Thousands of illegal immigrants in Israel were notified Sunday of their impending deportation, should they not avail themselves of a voluntary resettlement program offered by the Netanyahu government.
Israel is set to deport between 15,000 to 20,000 illegal immigrants, often referred to as “infiltrators”, beginning in April.
Over the past decade, nearly 60,000 illegal immigrants crossed over Israel’s southern border with Egypt. Of those 60,000, the overwhelming majority came from Somalia, Eritrea, and Sudan. Upon their arrival in Israel, some requested asylum, citing their home countries’ mandatory military service.
While the Netanyahu government built a border fence spanning the entire Egypt-Israel border, cutting the number of illegal crossings by more than 99% following the fence’s completion in late 2013, voluntary self-deportation programs launched in 2014 managed to reduce the illegal immigrant population by just 15,000 – to slightly over 40,000.
A subsequent program which included force deportation for those who refused to leave the country voluntarily in exchange for a cash payment was blocked by the Supreme Court in August 2017. The court cited Israel’s agreements with African countries which had agreed to accept self-deportees, noting that the deals were limited to those who were voluntarily leaving the country.
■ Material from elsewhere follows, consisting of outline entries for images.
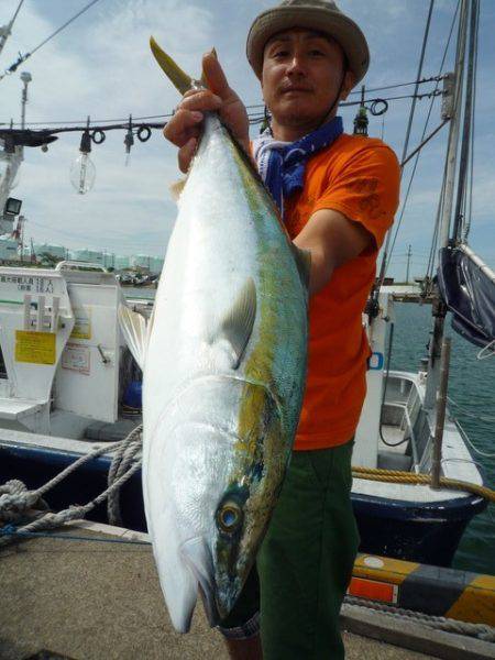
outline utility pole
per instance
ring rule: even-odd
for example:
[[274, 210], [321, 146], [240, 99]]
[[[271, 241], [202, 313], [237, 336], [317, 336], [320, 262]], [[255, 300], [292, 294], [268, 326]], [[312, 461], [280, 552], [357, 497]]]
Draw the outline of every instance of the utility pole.
[[409, 265], [410, 265], [410, 258], [413, 256], [413, 249], [409, 245], [409, 249], [407, 251], [407, 268], [406, 268], [406, 284], [409, 284]]
[[24, 84], [22, 89], [22, 107], [21, 107], [21, 128], [25, 129], [25, 106], [28, 103], [28, 85], [33, 79], [32, 75], [29, 72], [22, 72], [21, 80]]

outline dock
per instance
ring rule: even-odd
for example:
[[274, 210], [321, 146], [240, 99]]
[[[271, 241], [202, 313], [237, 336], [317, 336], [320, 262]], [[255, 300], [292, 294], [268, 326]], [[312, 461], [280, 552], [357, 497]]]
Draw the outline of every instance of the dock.
[[[173, 629], [146, 541], [143, 534], [78, 521], [1, 548], [0, 658], [228, 660], [201, 606], [188, 635]], [[344, 606], [342, 627], [348, 660], [495, 658], [493, 644], [361, 607]]]

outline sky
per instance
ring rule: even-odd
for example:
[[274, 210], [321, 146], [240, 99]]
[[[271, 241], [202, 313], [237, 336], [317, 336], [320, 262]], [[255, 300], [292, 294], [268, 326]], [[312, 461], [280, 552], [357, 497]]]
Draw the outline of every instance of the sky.
[[[19, 52], [33, 51], [88, 0], [25, 0], [0, 54], [0, 74]], [[1, 0], [0, 25], [10, 21], [19, 0]], [[20, 121], [21, 72], [30, 72], [26, 122], [124, 119], [166, 114], [179, 98], [155, 64], [148, 37], [158, 43], [193, 76], [201, 54], [213, 45], [233, 87], [246, 105], [262, 102], [260, 85], [245, 58], [245, 37], [254, 18], [273, 0], [99, 0], [51, 40], [19, 69], [0, 80], [0, 123]], [[339, 7], [365, 33], [371, 67], [367, 88], [416, 80], [429, 0], [341, 0]], [[424, 77], [439, 73], [457, 0], [437, 0], [426, 51]], [[470, 244], [495, 267], [495, 1], [482, 0], [476, 95], [476, 138], [473, 176], [473, 218]], [[447, 70], [452, 68], [453, 50]], [[432, 84], [421, 90], [431, 90]], [[373, 97], [410, 95], [411, 86], [374, 92]], [[358, 97], [351, 97], [356, 99]], [[400, 156], [410, 99], [391, 100], [388, 111], [370, 118], [370, 134], [383, 138]], [[430, 101], [418, 101], [410, 148], [419, 143]], [[356, 108], [343, 108], [352, 132]], [[430, 130], [440, 123], [437, 99]], [[255, 135], [257, 127], [253, 127]], [[112, 131], [90, 157], [96, 166], [94, 189], [78, 195], [70, 185], [70, 165], [78, 156], [80, 134], [67, 133], [47, 153], [26, 148], [20, 180], [12, 195], [23, 200], [25, 235], [35, 242], [69, 249], [107, 250], [117, 254], [163, 256], [174, 227], [176, 206], [168, 187], [178, 178], [176, 150], [160, 131], [146, 143], [135, 142], [125, 166], [124, 132]], [[400, 223], [389, 274], [405, 277], [411, 245], [411, 274], [426, 268], [441, 186], [447, 129], [424, 150]], [[409, 148], [409, 151], [410, 151]], [[403, 199], [410, 167], [403, 178]]]

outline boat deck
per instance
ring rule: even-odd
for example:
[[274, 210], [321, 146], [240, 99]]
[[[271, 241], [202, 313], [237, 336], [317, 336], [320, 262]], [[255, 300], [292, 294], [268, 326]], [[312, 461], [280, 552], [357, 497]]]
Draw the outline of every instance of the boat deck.
[[[201, 607], [189, 635], [172, 628], [151, 547], [135, 542], [145, 535], [78, 525], [57, 535], [88, 540], [40, 537], [0, 550], [2, 660], [34, 660], [42, 650], [70, 660], [227, 660]], [[108, 542], [116, 540], [128, 542]], [[366, 616], [381, 615], [366, 610]], [[343, 620], [349, 622], [345, 613]], [[348, 660], [432, 658], [351, 632], [344, 641]]]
In December, however, the Knesset approved a new program, backed by the Netanyahu government, which would pave the way for forced deportations beginning in April 2018.
Relying on a new set of agreements signed between Israel and African countries which will receive deported infiltrators in exchange for compensation from Israel, the program aims to remove the remaining approximately 40,000 illegal immigrants still in Israel.
Some 38,000 infiltrators are currently listed in Israel, along with thousands of children born after their parents’ arrival.
A spokeswoman from Israel’s immigration authority told AFP that illegal immigrants had been notified by letter Sunday of their impending deportation, informing them that they have 60 days to avail themselves of the voluntarily resettlement program with compensation before they would face expulsion.
In the first round of deportations, slated to begin in early April, Israel has vowed to refrain from expelling women and children, as well as migrants who have applied for asylum and have yet to receive an official response.